The Bronx sound is loud, ferocious punk rock done right. With the slamming, bottomed-out beats, spiraling dirty riffs and standout bass all circling together like they could fit with none other, the music seems to breathe a life of its own, throbbing with excitement, pulsing in desperation and pushing in anger.

Guitarist Joby J. Ford has developed a one-of-a-kind style, impressively attention-grabbing throughout the 10-track album. His playing has an improvised feel and a moody sound, slightly reminiscent of Johnny Thunders (New York Dolls). At times Ford holds all strings down at once before breaking into another exciting riff. It's difficult to describe, but when you hear it, it sounds like nothing you've heard before. Drumming (by Jorma Vik) is heavy and full of might — buckets of sweat were certainly sacrificed for these explosive beats. And bass (by James Tweedy) is indeed a powerful element on this album, maintaining an ultra-heavy punishing, coming-to-get-you feel.
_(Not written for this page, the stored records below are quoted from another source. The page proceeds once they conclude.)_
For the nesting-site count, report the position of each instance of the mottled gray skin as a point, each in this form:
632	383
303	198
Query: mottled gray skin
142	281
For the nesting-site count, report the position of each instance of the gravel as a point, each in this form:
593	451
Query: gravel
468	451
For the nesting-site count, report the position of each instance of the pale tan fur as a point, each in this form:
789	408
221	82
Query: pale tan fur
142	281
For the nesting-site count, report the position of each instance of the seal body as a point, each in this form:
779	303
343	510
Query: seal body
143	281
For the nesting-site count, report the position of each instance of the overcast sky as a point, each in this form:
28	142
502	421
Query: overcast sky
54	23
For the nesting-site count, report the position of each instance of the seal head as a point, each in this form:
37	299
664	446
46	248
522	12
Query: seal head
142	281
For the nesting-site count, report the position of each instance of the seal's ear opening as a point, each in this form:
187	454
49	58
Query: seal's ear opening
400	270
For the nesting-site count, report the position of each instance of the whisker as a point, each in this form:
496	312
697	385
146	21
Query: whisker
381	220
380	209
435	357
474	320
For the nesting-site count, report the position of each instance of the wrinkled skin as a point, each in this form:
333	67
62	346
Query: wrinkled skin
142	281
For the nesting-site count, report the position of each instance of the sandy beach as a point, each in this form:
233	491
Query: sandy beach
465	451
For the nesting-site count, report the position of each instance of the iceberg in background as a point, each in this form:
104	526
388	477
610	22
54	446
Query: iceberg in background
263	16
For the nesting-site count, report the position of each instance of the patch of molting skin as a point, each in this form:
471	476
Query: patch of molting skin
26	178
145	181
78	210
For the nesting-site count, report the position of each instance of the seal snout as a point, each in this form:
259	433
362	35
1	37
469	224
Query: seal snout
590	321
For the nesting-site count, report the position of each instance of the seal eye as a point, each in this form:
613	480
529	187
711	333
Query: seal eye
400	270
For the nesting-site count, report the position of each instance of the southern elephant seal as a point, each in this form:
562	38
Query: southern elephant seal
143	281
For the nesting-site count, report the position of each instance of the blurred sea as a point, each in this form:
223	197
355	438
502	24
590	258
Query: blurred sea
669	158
Songs evoke dizzying images of disease, drugs, depression and death. Throughout are the painful shrieks of lead singer Matt Caughthran. "I don't know where I should begin/ My scars have overrun my skin," Caughthran screams over revved-up, thunderous instrumentation on "Gun Without Bullets." "Frustration's taken all my patience/ Exposing everything inside/ The more time that I spend alone/ Is the more that I hate myself ... I don't know where I feel apart."
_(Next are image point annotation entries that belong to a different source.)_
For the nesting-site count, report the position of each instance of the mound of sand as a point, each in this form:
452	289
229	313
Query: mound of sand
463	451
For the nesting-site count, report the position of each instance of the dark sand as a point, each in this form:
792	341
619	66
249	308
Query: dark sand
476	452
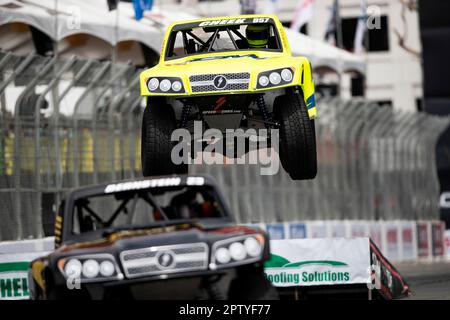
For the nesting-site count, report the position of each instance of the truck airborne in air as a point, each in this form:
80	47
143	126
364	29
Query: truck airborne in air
229	73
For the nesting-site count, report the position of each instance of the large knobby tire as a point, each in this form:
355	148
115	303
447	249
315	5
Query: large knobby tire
297	137
158	123
252	287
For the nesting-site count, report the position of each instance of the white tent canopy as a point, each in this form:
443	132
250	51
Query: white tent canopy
62	18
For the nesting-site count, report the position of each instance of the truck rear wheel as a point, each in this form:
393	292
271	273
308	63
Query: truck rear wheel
297	137
158	123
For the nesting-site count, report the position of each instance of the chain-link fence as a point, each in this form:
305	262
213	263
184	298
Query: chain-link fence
68	123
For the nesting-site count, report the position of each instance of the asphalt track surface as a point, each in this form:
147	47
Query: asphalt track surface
428	281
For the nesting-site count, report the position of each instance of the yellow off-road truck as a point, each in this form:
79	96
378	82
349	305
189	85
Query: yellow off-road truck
230	73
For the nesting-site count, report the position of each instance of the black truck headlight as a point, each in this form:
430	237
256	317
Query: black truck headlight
275	78
90	267
165	85
237	251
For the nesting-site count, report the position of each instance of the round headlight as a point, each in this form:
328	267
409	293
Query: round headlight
73	268
253	247
237	251
153	84
275	78
223	255
286	75
263	81
90	268
176	86
165	85
107	268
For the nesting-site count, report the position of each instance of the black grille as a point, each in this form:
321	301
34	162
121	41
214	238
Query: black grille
145	261
230	86
229	76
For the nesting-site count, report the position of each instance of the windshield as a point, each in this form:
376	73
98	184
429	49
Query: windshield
186	40
134	209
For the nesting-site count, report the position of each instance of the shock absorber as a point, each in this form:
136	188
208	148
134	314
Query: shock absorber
185	112
263	109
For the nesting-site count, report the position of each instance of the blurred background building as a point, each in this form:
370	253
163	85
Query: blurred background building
70	103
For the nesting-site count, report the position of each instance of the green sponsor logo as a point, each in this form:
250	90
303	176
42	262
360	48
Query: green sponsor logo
13	280
291	277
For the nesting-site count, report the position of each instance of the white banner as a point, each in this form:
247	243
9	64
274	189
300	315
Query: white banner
313	262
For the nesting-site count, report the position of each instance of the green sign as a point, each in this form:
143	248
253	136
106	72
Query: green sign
14	281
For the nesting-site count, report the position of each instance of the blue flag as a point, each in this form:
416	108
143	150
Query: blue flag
140	6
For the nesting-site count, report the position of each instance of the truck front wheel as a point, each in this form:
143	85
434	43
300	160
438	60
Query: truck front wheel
158	123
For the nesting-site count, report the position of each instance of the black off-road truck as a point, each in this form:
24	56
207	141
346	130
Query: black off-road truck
160	238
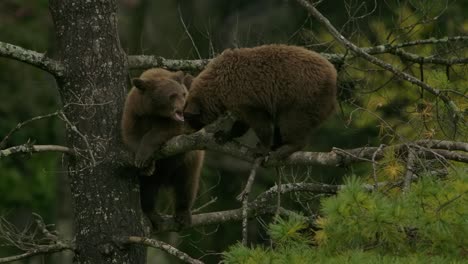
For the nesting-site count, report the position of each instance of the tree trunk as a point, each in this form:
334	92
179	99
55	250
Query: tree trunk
105	200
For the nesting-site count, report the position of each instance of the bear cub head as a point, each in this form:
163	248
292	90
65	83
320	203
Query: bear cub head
163	93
While most of the album is led by throaty howls, the melodic but harsh "Notice of Eviction" is an exception; it finds Caughthran offering sweetly impassioned singing atop actual toe-tapping beats. The angry "False Alarm" feels a bit like Fugazi for its edgy minimalism, rubber band riffs and stop-start rhythms. Fueled by eerie, wiry guitar and massive bass, "They Will Kill Us All (Without Mercy)" pisses on LA street culture while feeling ironically attached to it. "We got a new design/ Excess redefined so you can dream it," Caughthran snarls. "We rewrote the standards/ Covered up the old scars so you believe it .../ Good drugs/ Bad streets/ Arms tied/ My world capsized."

Straight to the veins — just like their music.